Pilkada DKI semakin dekat dan debat pertama telah dilaksanakan beberapa waktu lalu. Ketiga pasangan calon mengulas sejumalh permasalahan dengan menyajikan data dan statistik. Tapi, apakah data dan statistik ini menjadi pertimbangan masyarkat Jakarta dalam menentukan pilihan?

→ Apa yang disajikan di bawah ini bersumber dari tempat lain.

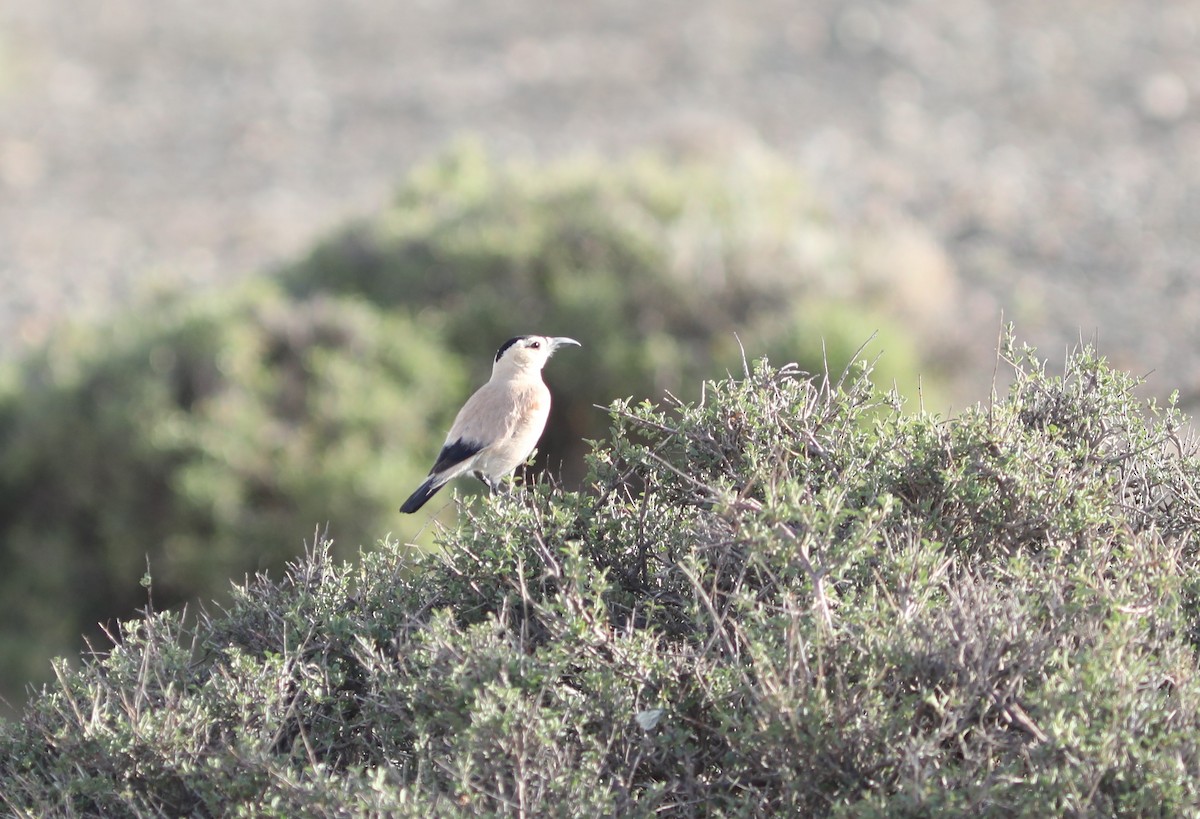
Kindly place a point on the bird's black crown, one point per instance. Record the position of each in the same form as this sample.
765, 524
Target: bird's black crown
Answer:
509, 344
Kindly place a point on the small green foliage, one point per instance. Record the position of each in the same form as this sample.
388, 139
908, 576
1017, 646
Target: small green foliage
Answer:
789, 598
205, 438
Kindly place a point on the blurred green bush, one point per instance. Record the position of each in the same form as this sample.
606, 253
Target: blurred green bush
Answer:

Pertanyaan ini muncul dalam salah satu artikel headline Kompasiana. Selain ulasan tersebut, ada pula artikel tentang bagaimana memetik pelajaran dari kemenangan Donald Trump serta tentang bagaimana memberdayakan bahasa daerah di kota besar melalui kuliner tradisional. Seluruh artikel tersebut dirangkum dalam headline pilihan Kompasiana berikut ini.

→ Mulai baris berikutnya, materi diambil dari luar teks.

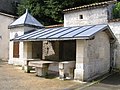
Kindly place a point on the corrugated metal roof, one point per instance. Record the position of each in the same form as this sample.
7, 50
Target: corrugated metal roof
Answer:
65, 33
90, 5
26, 19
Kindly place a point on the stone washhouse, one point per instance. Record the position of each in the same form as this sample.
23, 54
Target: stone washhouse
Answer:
82, 50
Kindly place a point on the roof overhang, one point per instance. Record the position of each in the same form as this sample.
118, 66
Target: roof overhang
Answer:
66, 33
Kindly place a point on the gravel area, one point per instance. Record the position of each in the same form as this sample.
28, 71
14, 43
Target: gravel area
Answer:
12, 78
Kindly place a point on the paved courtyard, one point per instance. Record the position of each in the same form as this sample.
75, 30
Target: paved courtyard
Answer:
110, 83
12, 78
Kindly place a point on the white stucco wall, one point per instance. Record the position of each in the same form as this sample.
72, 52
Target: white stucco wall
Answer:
92, 57
23, 46
4, 33
97, 56
90, 17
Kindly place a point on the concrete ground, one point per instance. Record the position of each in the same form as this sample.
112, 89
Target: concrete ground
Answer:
110, 83
12, 78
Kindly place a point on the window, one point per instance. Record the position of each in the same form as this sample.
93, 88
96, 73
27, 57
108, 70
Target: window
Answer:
16, 49
81, 17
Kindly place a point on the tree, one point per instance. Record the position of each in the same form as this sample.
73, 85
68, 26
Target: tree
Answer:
50, 11
116, 11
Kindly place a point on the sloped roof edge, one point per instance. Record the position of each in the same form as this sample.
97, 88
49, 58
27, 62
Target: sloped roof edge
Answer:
26, 19
66, 33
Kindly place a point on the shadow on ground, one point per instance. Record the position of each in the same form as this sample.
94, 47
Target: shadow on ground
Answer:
113, 79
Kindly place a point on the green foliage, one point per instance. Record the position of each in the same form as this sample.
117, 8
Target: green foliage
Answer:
116, 11
49, 12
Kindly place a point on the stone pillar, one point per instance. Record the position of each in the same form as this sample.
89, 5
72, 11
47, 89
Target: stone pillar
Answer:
79, 69
27, 55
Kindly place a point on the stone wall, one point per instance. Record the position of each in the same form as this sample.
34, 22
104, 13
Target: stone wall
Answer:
115, 27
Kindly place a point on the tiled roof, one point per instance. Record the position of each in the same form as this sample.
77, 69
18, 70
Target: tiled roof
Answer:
65, 33
53, 26
26, 19
8, 15
90, 6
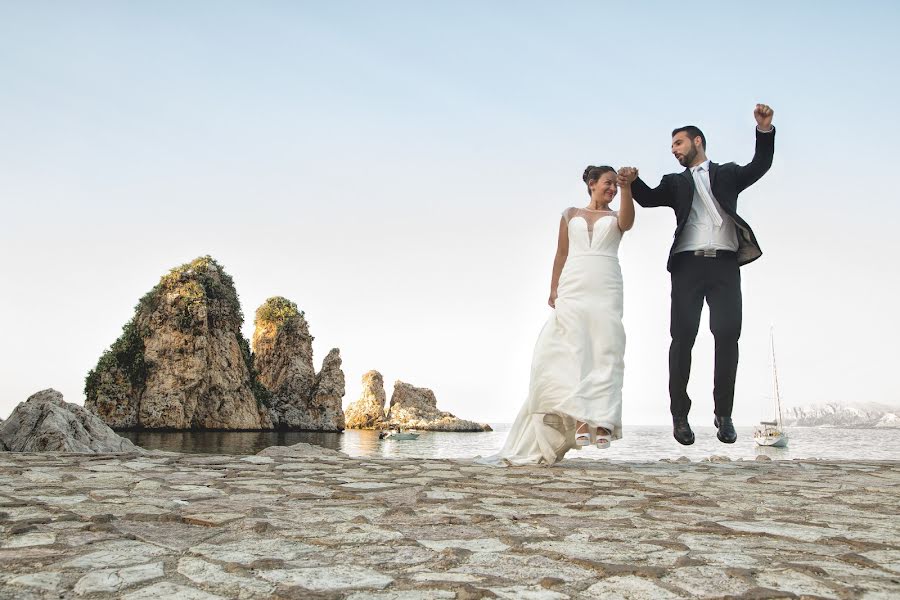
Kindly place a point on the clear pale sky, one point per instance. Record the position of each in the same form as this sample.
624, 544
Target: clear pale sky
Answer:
398, 168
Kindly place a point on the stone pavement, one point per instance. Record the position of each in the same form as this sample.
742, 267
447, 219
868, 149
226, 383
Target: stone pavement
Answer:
201, 526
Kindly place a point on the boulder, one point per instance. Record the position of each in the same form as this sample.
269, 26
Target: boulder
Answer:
301, 450
46, 423
416, 408
368, 411
181, 362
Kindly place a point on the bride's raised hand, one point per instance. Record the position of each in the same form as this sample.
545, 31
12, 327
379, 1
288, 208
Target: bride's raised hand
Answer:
626, 175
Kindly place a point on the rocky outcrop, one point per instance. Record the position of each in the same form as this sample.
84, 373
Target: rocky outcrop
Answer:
46, 423
298, 398
301, 450
832, 414
368, 411
181, 362
416, 408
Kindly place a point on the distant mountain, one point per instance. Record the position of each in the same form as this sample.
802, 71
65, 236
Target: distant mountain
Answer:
841, 415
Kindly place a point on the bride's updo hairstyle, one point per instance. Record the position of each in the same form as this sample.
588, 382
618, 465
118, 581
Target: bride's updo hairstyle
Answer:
592, 174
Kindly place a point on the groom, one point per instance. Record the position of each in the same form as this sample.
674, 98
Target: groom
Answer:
711, 242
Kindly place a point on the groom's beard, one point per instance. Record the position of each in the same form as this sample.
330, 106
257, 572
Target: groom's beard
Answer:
688, 159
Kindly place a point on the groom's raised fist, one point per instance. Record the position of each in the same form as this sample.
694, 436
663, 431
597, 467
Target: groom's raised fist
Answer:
763, 114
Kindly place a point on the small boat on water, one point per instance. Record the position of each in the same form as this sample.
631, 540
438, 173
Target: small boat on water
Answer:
772, 433
397, 435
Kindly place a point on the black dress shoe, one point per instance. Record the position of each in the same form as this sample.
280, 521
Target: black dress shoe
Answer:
726, 433
681, 431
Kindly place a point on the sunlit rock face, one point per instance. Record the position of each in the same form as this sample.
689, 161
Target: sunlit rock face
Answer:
297, 396
416, 408
181, 362
368, 411
47, 423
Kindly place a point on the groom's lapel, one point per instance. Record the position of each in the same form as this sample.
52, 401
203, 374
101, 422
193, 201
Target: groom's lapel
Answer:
686, 206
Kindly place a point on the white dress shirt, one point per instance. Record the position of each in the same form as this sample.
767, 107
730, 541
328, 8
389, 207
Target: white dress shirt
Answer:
705, 229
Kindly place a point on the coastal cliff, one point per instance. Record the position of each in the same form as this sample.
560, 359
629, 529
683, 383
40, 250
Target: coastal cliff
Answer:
411, 407
183, 363
299, 398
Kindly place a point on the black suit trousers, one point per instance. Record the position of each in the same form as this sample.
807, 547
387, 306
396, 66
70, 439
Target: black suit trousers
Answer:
718, 281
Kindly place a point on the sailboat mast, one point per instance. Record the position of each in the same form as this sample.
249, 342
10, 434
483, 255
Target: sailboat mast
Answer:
775, 373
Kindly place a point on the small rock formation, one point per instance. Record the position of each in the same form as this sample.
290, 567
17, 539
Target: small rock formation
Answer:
181, 362
368, 411
298, 398
301, 450
46, 423
416, 408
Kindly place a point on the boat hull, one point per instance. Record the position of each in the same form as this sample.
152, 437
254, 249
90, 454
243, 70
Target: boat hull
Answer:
775, 441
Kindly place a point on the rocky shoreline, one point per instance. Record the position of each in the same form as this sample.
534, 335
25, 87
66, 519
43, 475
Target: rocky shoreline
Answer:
306, 522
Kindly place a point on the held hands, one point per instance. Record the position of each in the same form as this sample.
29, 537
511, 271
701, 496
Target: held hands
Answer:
763, 114
625, 176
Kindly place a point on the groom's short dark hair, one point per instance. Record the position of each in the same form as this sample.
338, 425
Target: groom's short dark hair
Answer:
692, 131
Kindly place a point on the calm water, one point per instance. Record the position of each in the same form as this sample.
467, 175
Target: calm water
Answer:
638, 444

1. Apakah Warga DKI akan Memilih Berdasarkan Data dan Statistik?
Terlepas dari itu semua, penggunaan data statistik dalam debat calon gubernur malam itu merupakan sesuatu yang positif. Penggunaan data-data statistik dalam kontestasi pilpres atau pilkada merupakan sebuah keharusan. Karena hal ini merupakan jaminan bahwa para calon mengetahui dan mengenali betul permasalahan yang terjadi di lapangan.
Sudah jamak kita dapati, pemenang debat—sebaik apapun penampilannya dan sehebat apapun menggunakan data statistik—pada akhirnya seringkali gagal merengkuh elektabilitas tertinggi. Hal ini merupakan pekerjaan rumah besar bagi para pegiat statistik resmi (official statistics), yakni bagaimana mengedukasi masyarakat agar melek statistik.

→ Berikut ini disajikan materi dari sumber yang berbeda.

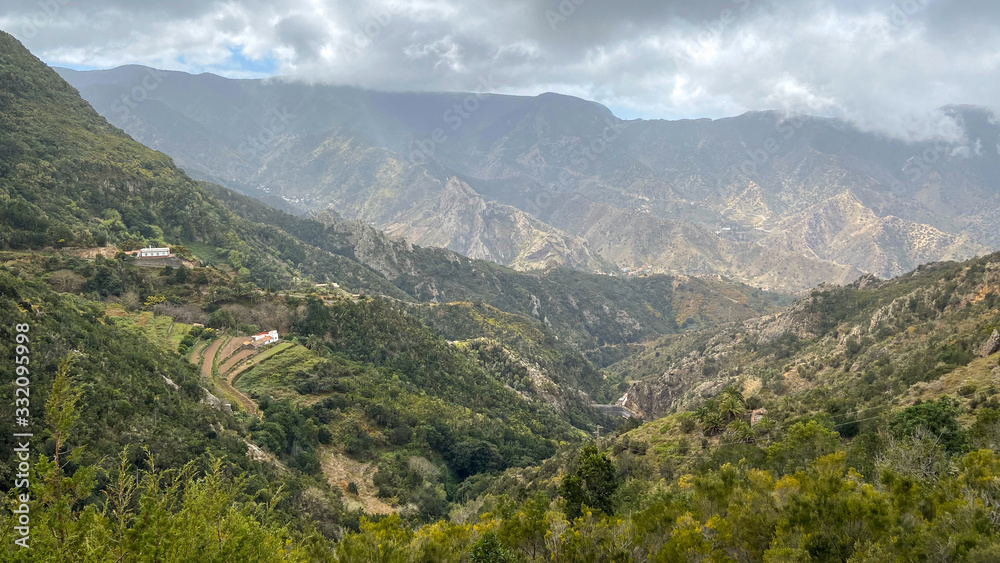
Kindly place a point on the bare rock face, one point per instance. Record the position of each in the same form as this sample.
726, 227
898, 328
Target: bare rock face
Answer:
992, 344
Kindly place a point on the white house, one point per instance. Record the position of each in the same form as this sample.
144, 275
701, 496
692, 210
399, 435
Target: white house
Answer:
258, 340
154, 252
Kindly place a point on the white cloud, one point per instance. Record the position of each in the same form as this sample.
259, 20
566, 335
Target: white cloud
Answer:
846, 58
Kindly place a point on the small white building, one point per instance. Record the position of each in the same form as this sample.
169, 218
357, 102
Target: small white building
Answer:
154, 252
262, 339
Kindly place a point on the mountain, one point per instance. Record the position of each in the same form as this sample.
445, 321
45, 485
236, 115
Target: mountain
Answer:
869, 345
781, 201
412, 373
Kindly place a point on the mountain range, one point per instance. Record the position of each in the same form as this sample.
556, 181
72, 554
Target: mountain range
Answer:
773, 200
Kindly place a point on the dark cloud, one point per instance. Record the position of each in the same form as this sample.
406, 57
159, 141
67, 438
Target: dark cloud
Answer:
885, 65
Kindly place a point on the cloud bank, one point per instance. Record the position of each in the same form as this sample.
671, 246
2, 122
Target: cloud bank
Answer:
886, 66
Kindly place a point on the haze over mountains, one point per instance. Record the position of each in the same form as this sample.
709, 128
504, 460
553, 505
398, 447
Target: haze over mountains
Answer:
771, 200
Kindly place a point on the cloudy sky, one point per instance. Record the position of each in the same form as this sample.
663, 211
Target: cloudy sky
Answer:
886, 65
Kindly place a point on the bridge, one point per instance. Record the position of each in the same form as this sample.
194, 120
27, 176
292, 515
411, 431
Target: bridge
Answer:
616, 410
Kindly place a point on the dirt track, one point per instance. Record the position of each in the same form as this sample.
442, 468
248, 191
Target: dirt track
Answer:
206, 364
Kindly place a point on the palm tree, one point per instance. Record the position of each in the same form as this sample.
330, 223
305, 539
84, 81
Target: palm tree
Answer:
740, 431
714, 423
731, 408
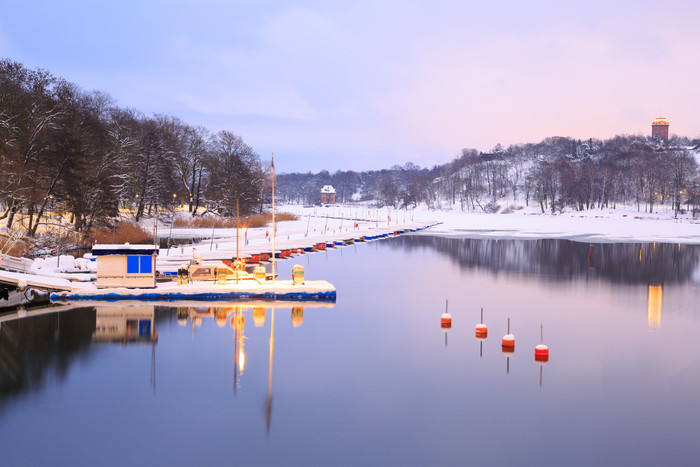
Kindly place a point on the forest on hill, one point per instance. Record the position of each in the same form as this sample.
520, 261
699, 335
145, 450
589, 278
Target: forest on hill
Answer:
67, 151
556, 173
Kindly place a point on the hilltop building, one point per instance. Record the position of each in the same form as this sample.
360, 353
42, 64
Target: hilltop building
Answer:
659, 128
328, 194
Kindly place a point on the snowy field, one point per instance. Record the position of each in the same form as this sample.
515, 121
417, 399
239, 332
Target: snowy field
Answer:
337, 222
595, 225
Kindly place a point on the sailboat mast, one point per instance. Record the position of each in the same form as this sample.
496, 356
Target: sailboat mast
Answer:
274, 233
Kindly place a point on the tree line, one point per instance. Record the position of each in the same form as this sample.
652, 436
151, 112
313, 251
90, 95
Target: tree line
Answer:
555, 174
63, 149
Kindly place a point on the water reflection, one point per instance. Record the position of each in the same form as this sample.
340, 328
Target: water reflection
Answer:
626, 263
125, 324
41, 344
37, 347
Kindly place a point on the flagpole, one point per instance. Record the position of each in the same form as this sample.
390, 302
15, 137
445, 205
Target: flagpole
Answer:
274, 232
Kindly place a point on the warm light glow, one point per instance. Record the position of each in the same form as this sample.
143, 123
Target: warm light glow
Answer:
655, 299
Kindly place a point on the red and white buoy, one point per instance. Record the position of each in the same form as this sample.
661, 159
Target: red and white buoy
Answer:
446, 322
508, 347
541, 350
481, 330
508, 341
541, 354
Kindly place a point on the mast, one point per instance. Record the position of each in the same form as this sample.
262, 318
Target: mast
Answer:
274, 233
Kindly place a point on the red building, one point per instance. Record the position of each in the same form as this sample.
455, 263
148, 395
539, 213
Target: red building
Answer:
659, 128
328, 194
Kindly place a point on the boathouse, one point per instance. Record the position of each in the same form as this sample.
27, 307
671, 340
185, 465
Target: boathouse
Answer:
328, 194
131, 266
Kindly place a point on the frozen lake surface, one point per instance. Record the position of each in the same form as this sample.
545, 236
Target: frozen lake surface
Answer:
374, 380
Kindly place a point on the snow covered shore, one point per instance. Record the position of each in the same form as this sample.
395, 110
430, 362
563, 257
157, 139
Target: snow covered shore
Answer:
321, 223
623, 225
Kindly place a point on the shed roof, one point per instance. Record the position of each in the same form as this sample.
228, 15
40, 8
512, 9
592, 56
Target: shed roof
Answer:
124, 249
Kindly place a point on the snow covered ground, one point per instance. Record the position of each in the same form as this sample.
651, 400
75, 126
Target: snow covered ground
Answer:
329, 223
595, 225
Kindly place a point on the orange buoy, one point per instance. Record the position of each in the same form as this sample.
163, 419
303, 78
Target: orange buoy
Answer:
509, 339
481, 330
446, 320
541, 350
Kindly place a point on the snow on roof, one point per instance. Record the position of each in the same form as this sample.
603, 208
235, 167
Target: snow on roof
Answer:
122, 249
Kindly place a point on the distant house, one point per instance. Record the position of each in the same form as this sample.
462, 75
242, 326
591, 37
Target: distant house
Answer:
131, 266
328, 194
659, 128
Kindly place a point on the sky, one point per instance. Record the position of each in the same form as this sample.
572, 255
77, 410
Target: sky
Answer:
360, 85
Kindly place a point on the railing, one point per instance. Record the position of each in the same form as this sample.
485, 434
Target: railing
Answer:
10, 263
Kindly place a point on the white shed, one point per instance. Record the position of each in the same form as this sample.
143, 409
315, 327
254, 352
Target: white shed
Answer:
131, 266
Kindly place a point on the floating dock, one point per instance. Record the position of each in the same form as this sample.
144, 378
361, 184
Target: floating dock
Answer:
278, 290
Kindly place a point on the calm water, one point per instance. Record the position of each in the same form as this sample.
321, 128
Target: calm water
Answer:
374, 380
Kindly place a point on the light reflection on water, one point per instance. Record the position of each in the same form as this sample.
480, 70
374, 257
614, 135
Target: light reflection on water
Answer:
371, 380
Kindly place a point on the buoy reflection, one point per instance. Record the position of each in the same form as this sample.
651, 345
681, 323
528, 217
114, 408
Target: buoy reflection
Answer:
654, 306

2. Pak Edy, Tolong Tuntaskan Legalitas Klub!
Meski demikian, masih saja ada persoalan yang menjadi bumbu kurang sedap di awal kompetisi. Kondisinya tak jauh beda dengan yang pernah terjadi dua tahun silam. Persoalan itu tak lain dari legalitas klub yang belum tuntas. Padahal legalitas merupakan unsur utama yang harus dipenuhi sebuah klub profesional untuk bisa tampil di sebuah kompetisi resmi.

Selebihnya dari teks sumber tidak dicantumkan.